Sunday, August 28, 2005

"Staying The Course" To Disaster

Lord and Lady help me, I agree with David Brooks!

Or to be more precise, he agrees with me. In the New York Times today, Brooks gives his unequivocal backing to an essay by one of the masters of military strategy:

Andrew Krepinevich is a careful, scholarly man. A graduate of West Point and a retired lieutenant colonel, his book, "The Army and Vietnam," is a classic on how to fight counterinsurgency warfare.

Over the past year or so he's been asking his friends and former colleagues in the military a few simple questions: Which of the several known strategies for fighting insurgents are you guys employing in Iraq? What metrics are you using to measure your progress?

The answers have been disturbing. There is no clear strategy. There are no clear metrics.
Krepinevich has now published an essay in the new issue of Foreign Affairs, "How to Win in Iraq," in which he proposes a strategy. The article is already a phenomenon among the people running this war, generating discussion in the Pentagon, the C.I.A., the American Embassy in Baghdad and the office of the vice president.


Brooks then goes on to summarize the strategy:

Krepinevich calls the approach the oil-spot strategy. The core insight is that you can't win a war like this by going off on search and destroy missions trying to kill insurgents. There are always more enemy fighters waiting. You end up going back to the same towns again and again, because the insurgents just pop up after you've left and kill anybody who helped you. You alienate civilians, who are the key to success, with your heavy-handed raids.

Instead of trying to kill insurgents, Krepinevich argues, it's more important to protect civilians. You set up safe havens where you can establish good security. Because you don't have enough manpower to do this everywhere at once, you select a few key cities and take control. Then you slowly expand the size of your safe havens, like an oil spot spreading across the pavement.

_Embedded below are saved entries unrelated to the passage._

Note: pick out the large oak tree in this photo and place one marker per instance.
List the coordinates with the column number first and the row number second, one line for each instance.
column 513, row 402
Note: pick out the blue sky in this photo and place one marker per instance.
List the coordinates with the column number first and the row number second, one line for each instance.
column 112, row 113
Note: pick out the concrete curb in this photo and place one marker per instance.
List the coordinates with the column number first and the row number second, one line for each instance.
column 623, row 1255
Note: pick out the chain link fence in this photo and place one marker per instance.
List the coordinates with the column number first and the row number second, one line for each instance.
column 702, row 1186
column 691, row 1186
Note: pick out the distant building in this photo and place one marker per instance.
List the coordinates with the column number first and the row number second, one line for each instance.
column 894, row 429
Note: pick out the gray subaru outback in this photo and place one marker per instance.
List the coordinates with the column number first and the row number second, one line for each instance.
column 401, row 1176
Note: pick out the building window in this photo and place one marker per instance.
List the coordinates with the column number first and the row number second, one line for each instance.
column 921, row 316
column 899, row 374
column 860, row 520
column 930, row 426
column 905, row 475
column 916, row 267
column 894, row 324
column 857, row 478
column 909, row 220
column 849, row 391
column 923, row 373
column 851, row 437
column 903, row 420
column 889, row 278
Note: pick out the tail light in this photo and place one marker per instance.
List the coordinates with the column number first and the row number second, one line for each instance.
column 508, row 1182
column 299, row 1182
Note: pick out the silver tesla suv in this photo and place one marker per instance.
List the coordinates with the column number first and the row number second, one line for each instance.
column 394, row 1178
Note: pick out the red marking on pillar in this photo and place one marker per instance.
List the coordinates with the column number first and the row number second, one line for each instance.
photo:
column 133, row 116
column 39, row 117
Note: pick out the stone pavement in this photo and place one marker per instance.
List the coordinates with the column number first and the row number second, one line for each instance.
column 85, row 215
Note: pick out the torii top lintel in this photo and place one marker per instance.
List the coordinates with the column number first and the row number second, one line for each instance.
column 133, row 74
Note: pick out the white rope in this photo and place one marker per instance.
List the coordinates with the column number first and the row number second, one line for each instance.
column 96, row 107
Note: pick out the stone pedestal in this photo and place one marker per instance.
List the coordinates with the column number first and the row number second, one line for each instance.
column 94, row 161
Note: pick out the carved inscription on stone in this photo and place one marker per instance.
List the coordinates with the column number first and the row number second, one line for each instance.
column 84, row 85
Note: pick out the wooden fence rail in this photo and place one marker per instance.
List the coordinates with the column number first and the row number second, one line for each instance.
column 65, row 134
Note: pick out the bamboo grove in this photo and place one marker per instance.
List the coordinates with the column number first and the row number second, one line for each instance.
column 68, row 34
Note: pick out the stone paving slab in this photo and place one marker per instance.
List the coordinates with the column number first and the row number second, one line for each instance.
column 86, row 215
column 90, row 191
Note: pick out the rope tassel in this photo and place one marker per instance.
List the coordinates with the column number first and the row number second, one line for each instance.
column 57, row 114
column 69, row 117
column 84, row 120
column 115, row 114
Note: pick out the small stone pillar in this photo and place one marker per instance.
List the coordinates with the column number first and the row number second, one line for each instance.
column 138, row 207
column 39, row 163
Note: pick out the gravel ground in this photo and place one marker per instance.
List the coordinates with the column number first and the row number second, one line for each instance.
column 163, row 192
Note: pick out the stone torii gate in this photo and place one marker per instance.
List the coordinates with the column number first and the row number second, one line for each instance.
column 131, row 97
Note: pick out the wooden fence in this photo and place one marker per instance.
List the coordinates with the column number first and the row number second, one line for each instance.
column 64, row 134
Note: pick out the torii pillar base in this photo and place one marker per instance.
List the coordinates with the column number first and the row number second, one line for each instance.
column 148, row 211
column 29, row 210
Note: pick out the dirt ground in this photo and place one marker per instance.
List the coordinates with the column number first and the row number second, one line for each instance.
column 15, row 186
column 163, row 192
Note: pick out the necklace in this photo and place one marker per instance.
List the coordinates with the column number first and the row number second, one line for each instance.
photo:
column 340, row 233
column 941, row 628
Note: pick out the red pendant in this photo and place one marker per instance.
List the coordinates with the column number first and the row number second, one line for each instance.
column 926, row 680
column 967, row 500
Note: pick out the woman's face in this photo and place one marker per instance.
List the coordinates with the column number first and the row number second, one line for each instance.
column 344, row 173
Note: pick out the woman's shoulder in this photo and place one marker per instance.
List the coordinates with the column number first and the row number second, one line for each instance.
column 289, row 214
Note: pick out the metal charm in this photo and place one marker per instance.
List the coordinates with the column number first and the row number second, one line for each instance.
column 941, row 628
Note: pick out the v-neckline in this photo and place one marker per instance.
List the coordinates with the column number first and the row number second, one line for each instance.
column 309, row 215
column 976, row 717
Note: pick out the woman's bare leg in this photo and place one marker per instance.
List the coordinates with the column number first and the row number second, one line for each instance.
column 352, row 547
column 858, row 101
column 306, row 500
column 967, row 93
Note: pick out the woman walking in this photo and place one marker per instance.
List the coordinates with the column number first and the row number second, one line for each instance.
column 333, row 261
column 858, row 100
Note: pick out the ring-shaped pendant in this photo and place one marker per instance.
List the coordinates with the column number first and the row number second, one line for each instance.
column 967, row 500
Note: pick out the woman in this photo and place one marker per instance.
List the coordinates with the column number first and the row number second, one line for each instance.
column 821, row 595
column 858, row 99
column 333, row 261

Once you've secured a town or city, you throw in all the economic and political resources you have to make that place grow. The locals see the benefits of working with you. Your own troops and the folks back home watching on TV can see concrete signs of progress in these newly regenerated neighborhoods. You mix your troops in with indigenous security forces, and through intimate contact with the locals you begin to even out the intelligence advantage that otherwise goes to the insurgents.

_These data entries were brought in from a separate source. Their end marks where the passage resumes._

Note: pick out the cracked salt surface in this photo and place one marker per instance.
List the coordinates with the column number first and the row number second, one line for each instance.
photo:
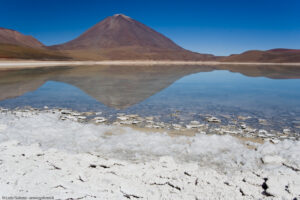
column 42, row 155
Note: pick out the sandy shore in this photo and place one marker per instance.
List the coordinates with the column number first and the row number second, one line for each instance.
column 34, row 64
column 43, row 156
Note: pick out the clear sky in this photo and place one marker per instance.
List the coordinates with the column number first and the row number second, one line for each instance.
column 220, row 27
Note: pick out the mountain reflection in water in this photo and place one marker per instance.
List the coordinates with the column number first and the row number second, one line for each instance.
column 121, row 87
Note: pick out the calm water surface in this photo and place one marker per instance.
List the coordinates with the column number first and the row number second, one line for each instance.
column 173, row 93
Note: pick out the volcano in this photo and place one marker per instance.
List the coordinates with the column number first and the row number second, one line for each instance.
column 121, row 37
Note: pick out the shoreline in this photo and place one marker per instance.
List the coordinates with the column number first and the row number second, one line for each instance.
column 88, row 161
column 17, row 64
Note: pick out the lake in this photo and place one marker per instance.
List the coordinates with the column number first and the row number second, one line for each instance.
column 265, row 97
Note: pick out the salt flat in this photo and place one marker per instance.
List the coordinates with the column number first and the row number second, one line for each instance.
column 42, row 155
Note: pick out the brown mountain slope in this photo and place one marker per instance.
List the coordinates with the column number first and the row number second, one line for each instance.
column 121, row 37
column 10, row 51
column 273, row 55
column 8, row 36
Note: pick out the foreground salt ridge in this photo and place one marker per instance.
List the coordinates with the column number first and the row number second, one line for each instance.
column 109, row 162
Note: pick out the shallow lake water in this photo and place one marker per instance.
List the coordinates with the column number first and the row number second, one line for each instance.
column 171, row 93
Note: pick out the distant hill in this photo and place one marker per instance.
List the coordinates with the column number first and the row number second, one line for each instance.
column 15, row 45
column 273, row 55
column 8, row 36
column 10, row 51
column 120, row 37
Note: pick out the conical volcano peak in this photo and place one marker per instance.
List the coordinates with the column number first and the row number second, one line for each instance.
column 120, row 37
column 122, row 15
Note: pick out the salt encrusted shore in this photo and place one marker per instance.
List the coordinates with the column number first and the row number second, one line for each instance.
column 42, row 155
column 20, row 64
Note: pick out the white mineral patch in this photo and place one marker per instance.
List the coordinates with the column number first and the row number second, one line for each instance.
column 41, row 155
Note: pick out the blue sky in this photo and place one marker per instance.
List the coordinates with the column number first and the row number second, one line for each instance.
column 218, row 27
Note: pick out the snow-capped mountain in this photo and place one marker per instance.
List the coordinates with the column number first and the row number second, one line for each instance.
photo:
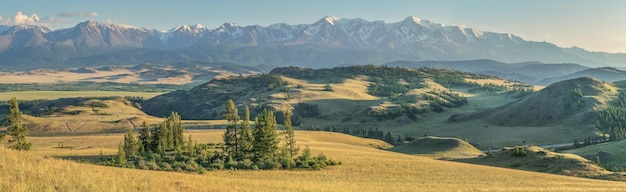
column 327, row 42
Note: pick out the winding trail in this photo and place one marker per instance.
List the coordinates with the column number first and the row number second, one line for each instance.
column 67, row 125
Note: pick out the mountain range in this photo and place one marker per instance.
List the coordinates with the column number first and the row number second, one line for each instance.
column 327, row 42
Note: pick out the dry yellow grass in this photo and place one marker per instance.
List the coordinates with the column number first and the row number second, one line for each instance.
column 50, row 95
column 364, row 169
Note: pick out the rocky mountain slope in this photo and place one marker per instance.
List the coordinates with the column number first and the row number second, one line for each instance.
column 328, row 42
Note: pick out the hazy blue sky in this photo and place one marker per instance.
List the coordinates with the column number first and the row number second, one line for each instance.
column 593, row 25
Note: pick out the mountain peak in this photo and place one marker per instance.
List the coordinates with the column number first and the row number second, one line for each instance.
column 328, row 19
column 189, row 28
column 422, row 22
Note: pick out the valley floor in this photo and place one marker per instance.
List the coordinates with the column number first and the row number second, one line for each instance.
column 364, row 168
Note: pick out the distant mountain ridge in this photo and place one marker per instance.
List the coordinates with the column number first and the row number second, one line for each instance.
column 328, row 42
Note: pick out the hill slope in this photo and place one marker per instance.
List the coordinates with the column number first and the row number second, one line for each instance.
column 608, row 74
column 447, row 148
column 570, row 102
column 363, row 169
column 528, row 72
column 542, row 160
column 354, row 92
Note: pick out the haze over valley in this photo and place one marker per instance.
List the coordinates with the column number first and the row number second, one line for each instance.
column 354, row 103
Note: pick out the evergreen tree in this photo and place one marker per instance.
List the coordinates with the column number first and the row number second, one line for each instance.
column 246, row 139
column 176, row 128
column 230, row 135
column 144, row 139
column 131, row 146
column 121, row 156
column 16, row 130
column 290, row 137
column 389, row 139
column 265, row 139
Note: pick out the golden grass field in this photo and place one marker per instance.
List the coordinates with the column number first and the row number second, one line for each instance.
column 51, row 95
column 364, row 168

Well damn, that sounds a lot like stuff I suggested in my Twin Wars series of essays back in April. Don’t believe me? Go look.

Brooks is utterly scathing, now, in his attack on the lack of strategy that “staying the course” entails.

If you ask U.S. officials why they haven't adopted this strategy, they say they have. But if that were true the road to the airport in Baghdad wouldn't be a death trap. It would be within the primary oil spot.

The fact is, the U.S. didn't adopt this blindingly obvious strategy because it violates some of the key Rumsfeldian notions about how the U.S. military should operate in the 21st century.


And then:

If President Bush is going to rebuild support for the war, he's going to have to explain specifically how it can be won, and for that he needs a strategy.

It's not hard to find. It's right there in Andy Krepinevich's essay, and in the annals of history.


Well, DUH, David. It’s not as if others haven’t been saying this all along. Krepinevich's essay is an excellent one and I think there’s maybe half a dozen sentences in the whole thing I would quibble slightly with - but the British Army, fourth generation warfare expert William Lind and maverick US Army officers like the C.O. of the 3rd Armored Cavalry Regiment, Col. H.R. McMaster, have already covered pretty much all the ground involved and Bush, Rumsfeld and the Pentagon politician-Generals took not one blind bit of notice.

Nor will they this time, David. It may be true that Krepinevich's strategy could work even now - although to be honest I think the moment has passed now that the constitutional crisis has thrown everything on the Iraqi side up in the air - but even if the perfect plan was submitted with endorsement from Myers on down, Bush and Rummie would never, ever, admit they were wrong and would insist on “staying the course”. And that’s exactly how much notice they will take of David Brooks too.

I think Brooks knows it. For a cheerleader like David to be so forthright in slamming Presidential policy (well, at first he tries to blame Rumsfeld) shows that even the most avid Bush fans are finally beginning to realise what the rest of us have known for some time - that there comes a point where “sticking to your guns” becomes petulant, childish, compulsive and stupid - and Bush passed that point over Iraq about mid 2003.

Oh, and Krepinevich says that in the absence of some huge changes in US method, the best the US can hope for is “leveraging its waning influence to outmaneuver the Iranians and the Syrians in creating an ally out of Iraq's next despot.” Ouch.